こと京都株式会社 山田 敏之 社長
本日はよろしくお願いします。早速ですが、山田社長の会社は何をしている会社なのですか?
『こと京都』は九条ねぎを専門に栽培、加工、販売を行っている会社です。簡単にいうと、農業をしている会社ですね。
九条ねぎは美味しいですよね。ところで九条ねぎは普通のねぎと何が違うんですか?
「京都府内で生産されたもの」「慣行農法を超えない肥料や農薬の使用で、安心・安全に栽培されたもの」「九条群に属する原種、またはその原種から直接交配した品種」の3つの条件が合わさったものが九条ねぎとなります。実は、そんな九条ねぎは和銅四年(711年)、稲荷神社が建立されたときに京都で栽培が始まったとされています。
そうなんですか。1300年もの長い歴史があるんですね。それでは、『こと京都』さんの強みを教えてください。
私たちの強みは「農業の6次産業化」と「産地リレー」を実施していることです。
「農業の6次産業化」というのは、栽培だけではなく、加工、流通、販売まで行うということですよね。「産地リレー」というのはどういうことですか?

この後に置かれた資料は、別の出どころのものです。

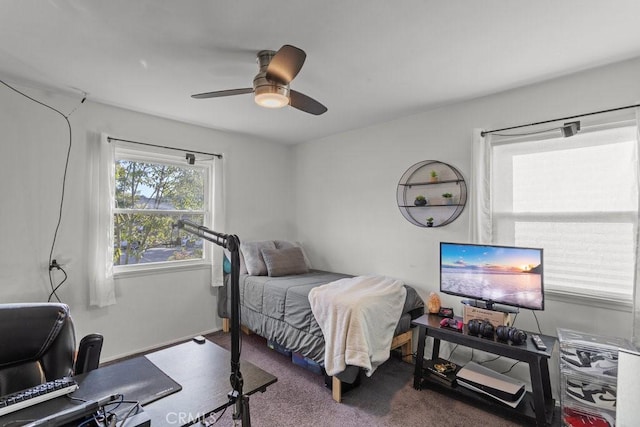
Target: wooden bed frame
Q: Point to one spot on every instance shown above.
(402, 341)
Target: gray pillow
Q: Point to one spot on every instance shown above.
(283, 262)
(253, 257)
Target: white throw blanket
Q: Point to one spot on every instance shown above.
(358, 317)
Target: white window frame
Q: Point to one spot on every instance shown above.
(159, 155)
(559, 293)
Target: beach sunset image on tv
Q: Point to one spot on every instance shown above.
(500, 274)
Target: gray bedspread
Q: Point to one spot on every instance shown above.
(278, 309)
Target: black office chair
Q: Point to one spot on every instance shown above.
(38, 344)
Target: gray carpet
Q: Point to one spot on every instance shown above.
(300, 398)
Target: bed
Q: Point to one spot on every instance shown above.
(275, 282)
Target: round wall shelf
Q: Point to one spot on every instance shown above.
(431, 190)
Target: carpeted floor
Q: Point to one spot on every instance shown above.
(387, 398)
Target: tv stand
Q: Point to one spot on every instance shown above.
(538, 404)
(489, 305)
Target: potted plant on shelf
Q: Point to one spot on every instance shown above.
(420, 201)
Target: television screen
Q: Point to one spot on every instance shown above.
(494, 274)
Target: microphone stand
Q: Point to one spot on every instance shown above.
(231, 243)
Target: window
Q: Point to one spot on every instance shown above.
(578, 199)
(153, 191)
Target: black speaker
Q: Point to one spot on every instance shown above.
(484, 328)
(509, 333)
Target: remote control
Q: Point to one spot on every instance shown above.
(537, 341)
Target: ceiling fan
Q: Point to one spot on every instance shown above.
(271, 84)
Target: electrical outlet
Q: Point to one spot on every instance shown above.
(54, 264)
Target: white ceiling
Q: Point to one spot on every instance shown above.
(368, 61)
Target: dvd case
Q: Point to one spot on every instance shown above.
(588, 377)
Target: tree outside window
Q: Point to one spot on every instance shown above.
(150, 196)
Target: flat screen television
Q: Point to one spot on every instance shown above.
(490, 274)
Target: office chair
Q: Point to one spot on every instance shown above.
(38, 344)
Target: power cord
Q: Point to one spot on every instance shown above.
(52, 262)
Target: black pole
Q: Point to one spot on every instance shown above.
(483, 133)
(231, 243)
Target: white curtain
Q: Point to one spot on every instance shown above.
(636, 300)
(480, 194)
(102, 192)
(219, 220)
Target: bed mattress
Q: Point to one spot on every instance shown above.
(278, 309)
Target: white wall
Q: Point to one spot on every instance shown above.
(346, 212)
(151, 310)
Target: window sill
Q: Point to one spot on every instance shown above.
(154, 269)
(589, 300)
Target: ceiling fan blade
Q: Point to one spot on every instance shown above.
(286, 64)
(304, 103)
(220, 93)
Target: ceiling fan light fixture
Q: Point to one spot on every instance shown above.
(272, 96)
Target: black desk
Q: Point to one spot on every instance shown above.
(203, 371)
(542, 403)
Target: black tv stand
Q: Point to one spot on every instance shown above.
(490, 305)
(537, 405)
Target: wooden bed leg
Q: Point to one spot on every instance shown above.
(336, 389)
(404, 341)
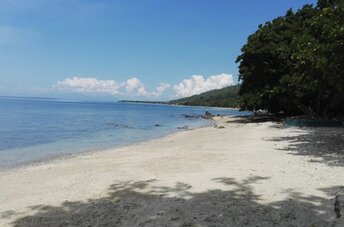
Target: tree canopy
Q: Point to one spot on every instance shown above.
(295, 63)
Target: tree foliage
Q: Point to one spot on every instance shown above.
(295, 63)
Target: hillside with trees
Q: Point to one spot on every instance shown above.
(225, 97)
(295, 63)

「産地リレー」とは、栽培する地域を複数確保することで最も旬の野菜をリレー形式に届けることができる仕組みのことです。『こと京都』では、縦に長い京都の地域を活かし、3つの産地で、季節とその土地の特徴に対応しながら九条ねぎを生産しています。
なるほど。ちなみに3つは産地はどちらなんですか?
まず、夏葱の栽培に適している南丹市美山町。秋から冬の春葱の栽培に適している京都市。そして、京都市・南丹市と比べて周年栽培(年間を通して収穫できる)に適している亀岡市です。その3つで産地リレーを実施することで、安定供給を目指しています。
なるほど。では、山田社長はどんな人物を『こと京都』に求めていますか?
まず、「元気な人」が良いですね。
元気な人ですか!?
はい。暗い人より明るく元気な人が欲しいです。その方が、仕事が楽しくなるじゃないですか。一緒に仕事する時間は長いですからね。
確かにそうですね。
そして、「才能がある人」よりも「努力ができる人」が良いです。
それはどうしてですか?
才能がある人はすぐに出来てしまうから、なにかと手を抜いてしまうんです。
分かるような気がします。
例えばバイトでも、いかにしてサボろうとする人と、どんくさいけど一所懸命する人がいるじゃないですか。私は後者の方が好きです。
なるほど。
同じ努力をするにしても「正しい努力」をする人が良いです。「正しい努力」ができる人は信用できるからです。
「正しい努力」とはどういうことですか?
正しい努力とは本当に質を追求しようとする努力のことです。例えばバイトだと、表面上だけ良く思われようとする努力ではなく、本当にお客様のために良くしようとする努力が「正しい努力」です。同じ努力でも、10年後20年後には人間性に雲泥の差が生まれます。
「何が“正しい”か」というのはどのように判断すればいいのですか?
それが一番難しい事だと思います。視点によって“正しい”ことが変わるからです。でも、その視点というものは人生を送っていくとだんだんと理解していくものです。なので、その時の自分の考えで「やってもいい」と判断できることが“正しい”に繋がっていくのだと思います。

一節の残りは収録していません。